S'agissant des industries de défense, le gouvernement, désireux de faire face à la très forte concurrence américaine, entend faire un choix résolument européen et souhaite la mise en place progressive d'un marché intérieur à l'échelle de l'Union dans ce domaine. Pour faciliter le développement d'une coopération européenne, la France doit, comme l'ont fait ses partenaires britanniques et allemands, rationaliser son industrie en vue de doter l'Europe d'une base industrielle et technologique puissante et performante. Le gouvernement s'apprête à prendre à cet égard des décisions importantes, notamment dans les domaines de l'aéronautique et de l'électronique.

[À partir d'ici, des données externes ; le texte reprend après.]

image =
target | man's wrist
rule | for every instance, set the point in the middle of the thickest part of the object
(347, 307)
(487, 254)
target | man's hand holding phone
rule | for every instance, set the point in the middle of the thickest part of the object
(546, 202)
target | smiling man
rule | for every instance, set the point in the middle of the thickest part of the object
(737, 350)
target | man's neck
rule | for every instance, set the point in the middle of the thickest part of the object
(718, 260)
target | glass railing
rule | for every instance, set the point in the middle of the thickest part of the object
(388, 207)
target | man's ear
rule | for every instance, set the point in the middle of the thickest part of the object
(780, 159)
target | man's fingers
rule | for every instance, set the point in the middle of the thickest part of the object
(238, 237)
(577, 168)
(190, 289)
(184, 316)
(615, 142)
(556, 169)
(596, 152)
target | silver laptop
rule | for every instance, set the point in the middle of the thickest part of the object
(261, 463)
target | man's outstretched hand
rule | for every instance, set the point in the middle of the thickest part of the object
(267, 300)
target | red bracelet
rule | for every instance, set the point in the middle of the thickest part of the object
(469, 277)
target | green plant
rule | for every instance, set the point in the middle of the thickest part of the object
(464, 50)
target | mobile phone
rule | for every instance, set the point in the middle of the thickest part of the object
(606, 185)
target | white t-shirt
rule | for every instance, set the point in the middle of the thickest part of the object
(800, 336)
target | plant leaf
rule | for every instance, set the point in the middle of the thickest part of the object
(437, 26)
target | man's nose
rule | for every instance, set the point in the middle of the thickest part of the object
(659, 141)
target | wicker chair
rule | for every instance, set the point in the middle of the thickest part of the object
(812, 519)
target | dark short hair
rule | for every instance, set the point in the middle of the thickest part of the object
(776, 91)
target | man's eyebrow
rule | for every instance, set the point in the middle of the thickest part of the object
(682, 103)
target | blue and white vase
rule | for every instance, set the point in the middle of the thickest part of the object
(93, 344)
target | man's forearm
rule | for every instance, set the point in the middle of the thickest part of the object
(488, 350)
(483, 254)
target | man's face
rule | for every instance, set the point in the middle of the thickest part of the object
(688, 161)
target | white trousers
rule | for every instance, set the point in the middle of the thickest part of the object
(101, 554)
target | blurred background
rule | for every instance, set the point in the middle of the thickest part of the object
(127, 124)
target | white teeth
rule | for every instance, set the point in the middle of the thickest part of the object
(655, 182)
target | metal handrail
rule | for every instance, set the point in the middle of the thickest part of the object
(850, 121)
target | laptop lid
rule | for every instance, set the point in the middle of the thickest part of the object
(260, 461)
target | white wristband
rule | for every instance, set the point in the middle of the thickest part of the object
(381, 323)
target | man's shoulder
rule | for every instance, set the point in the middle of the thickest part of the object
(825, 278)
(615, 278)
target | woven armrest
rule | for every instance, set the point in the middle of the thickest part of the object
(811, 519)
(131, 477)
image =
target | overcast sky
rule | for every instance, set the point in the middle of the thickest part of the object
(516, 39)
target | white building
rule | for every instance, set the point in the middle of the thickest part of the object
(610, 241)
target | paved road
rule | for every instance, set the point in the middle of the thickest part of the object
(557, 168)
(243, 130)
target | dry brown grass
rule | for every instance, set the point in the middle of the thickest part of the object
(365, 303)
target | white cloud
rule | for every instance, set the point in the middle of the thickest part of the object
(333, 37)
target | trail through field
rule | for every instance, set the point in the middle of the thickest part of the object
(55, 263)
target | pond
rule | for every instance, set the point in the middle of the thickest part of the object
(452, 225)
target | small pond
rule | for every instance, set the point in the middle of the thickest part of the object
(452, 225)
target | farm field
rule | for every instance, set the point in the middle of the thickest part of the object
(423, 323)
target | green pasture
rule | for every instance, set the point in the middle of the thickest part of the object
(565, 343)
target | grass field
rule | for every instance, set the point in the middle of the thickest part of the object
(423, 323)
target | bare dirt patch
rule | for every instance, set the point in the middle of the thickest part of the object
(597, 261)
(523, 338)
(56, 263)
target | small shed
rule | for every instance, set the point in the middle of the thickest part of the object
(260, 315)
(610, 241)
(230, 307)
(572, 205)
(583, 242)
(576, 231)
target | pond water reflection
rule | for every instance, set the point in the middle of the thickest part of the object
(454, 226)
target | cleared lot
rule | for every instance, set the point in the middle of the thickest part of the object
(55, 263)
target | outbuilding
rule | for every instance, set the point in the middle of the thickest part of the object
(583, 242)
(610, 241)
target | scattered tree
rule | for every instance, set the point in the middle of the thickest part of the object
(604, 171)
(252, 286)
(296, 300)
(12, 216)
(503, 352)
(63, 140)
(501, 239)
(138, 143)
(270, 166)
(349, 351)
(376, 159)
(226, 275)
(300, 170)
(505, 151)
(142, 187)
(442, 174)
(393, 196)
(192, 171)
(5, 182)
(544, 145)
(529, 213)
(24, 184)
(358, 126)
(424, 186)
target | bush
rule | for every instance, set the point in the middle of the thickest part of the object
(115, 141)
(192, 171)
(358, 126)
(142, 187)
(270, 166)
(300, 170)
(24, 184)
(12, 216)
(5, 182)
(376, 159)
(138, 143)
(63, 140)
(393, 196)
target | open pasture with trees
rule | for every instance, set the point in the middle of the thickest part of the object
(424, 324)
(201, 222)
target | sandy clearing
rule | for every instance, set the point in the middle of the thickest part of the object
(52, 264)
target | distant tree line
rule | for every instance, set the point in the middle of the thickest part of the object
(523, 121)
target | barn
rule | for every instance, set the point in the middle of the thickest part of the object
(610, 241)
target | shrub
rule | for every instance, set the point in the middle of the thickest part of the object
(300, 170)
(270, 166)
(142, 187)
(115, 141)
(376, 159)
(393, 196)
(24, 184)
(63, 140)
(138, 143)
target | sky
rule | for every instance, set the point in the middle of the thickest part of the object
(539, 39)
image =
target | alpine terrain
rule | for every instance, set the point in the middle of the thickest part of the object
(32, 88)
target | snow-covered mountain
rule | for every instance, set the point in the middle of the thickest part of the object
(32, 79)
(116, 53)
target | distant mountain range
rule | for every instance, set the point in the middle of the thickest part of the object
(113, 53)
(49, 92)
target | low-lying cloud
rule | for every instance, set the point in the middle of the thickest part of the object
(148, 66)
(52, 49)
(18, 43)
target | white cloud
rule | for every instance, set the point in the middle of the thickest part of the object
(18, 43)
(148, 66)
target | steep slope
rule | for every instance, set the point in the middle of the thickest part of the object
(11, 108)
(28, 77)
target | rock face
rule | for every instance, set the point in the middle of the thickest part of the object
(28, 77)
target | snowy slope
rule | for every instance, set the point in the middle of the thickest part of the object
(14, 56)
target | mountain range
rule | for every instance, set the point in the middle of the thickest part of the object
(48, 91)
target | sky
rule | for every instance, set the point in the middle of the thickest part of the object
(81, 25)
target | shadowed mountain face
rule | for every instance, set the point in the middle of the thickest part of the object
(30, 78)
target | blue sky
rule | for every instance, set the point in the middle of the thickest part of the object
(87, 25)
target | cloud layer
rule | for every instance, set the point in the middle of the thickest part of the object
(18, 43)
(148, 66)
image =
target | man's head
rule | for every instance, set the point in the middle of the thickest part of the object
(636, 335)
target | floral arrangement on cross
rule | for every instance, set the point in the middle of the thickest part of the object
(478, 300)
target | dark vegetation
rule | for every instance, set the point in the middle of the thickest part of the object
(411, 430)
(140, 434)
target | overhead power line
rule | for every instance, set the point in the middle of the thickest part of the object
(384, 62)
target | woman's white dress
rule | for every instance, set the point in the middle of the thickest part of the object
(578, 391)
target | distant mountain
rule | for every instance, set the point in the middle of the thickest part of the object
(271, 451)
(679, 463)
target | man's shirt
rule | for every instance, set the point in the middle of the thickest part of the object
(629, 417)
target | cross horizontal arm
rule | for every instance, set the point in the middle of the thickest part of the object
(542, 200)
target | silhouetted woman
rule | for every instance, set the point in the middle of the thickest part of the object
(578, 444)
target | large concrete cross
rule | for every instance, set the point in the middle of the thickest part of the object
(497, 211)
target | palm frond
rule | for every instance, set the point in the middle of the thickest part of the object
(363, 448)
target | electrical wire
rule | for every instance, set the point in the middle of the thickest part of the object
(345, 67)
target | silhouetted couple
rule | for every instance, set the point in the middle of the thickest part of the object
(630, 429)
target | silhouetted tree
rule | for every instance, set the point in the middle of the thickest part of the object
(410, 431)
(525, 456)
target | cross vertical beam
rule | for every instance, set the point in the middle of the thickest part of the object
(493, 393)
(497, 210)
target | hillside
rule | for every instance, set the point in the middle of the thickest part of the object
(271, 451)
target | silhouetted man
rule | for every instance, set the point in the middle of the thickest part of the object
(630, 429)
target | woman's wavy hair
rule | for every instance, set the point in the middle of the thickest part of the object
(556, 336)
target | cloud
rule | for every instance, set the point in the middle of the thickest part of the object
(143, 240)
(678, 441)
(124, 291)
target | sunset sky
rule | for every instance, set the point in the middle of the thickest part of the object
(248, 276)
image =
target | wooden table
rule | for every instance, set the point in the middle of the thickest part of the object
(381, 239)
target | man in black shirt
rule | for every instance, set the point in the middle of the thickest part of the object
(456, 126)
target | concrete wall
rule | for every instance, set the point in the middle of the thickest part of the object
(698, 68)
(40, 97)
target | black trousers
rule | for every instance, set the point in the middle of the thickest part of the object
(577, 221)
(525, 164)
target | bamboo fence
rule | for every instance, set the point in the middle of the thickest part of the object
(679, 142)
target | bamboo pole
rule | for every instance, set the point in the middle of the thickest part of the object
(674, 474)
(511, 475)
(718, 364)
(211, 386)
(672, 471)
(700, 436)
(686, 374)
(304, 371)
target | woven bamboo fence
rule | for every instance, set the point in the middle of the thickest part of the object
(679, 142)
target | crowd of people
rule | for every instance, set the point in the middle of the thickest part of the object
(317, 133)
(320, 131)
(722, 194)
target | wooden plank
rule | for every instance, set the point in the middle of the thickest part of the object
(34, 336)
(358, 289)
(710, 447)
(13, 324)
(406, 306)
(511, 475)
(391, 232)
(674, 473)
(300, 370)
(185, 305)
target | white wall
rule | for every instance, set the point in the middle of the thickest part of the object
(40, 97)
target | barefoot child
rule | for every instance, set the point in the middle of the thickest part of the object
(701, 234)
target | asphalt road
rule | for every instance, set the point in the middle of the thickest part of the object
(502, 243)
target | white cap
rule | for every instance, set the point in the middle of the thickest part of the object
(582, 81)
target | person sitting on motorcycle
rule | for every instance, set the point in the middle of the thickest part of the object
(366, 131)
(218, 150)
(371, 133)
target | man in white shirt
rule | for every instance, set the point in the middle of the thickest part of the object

Je dirai un mot enfin de nos exportations d'armements, qui, au-delà de leur dimension économique évidente et de leur contribution importante à l'emploi, possèdent une forte dimension politique.
La France, comme vous le savez, a en la matière un régime unique de contrôle et privilégie la transparence. Je ne vois donc que des avantages à m'associer aux propositions de mon ami le premier Ministre britannique visant à moraliser le commerce des armes. Le gouvernement examinera avec intérêt la possibilité d'adopter, à l'échelle européenne comme au niveau des Nations unies, un "code de bonne conduite" interdisant la vente d'armement à des fins de répression interne ou d'agression externe.
Mesdames et Messieurs les Ambassadeurs,
La politique du gouvernement se caractérise par un engagement européen résolu, qui exprime un attachement profond à l'idéal des fondateurs de l'Europe, mais qui correspond aussi aujourd'hui à la nécessité politique. Le ministre délégué aux Affaires européennes a eu l'occasion de vous en parler.
Un des enjeux principaux est bien sûr la réalisation de l'Union économique et monétaire et la promotion d'une Europe plus créatrice d'emplois.
Le gouvernement français sera au rendez-vous de la monnaie unique, le 1er janvier 1999, dans le respect du Traité. Comme le ministre de l'Economie, des Finances et de l'Industrie, je suis convaincu que faire l'euro permettra à l'Europe de retrouver sa souveraineté monétaire, d'améliorer l'efficacité des politiques économiques, y compris dans le domaine de l'emploi, et de rééquilibrer les rapports de forces entre les grands blocs de puissance. Telle est en tout cas ma conception de l'UEM.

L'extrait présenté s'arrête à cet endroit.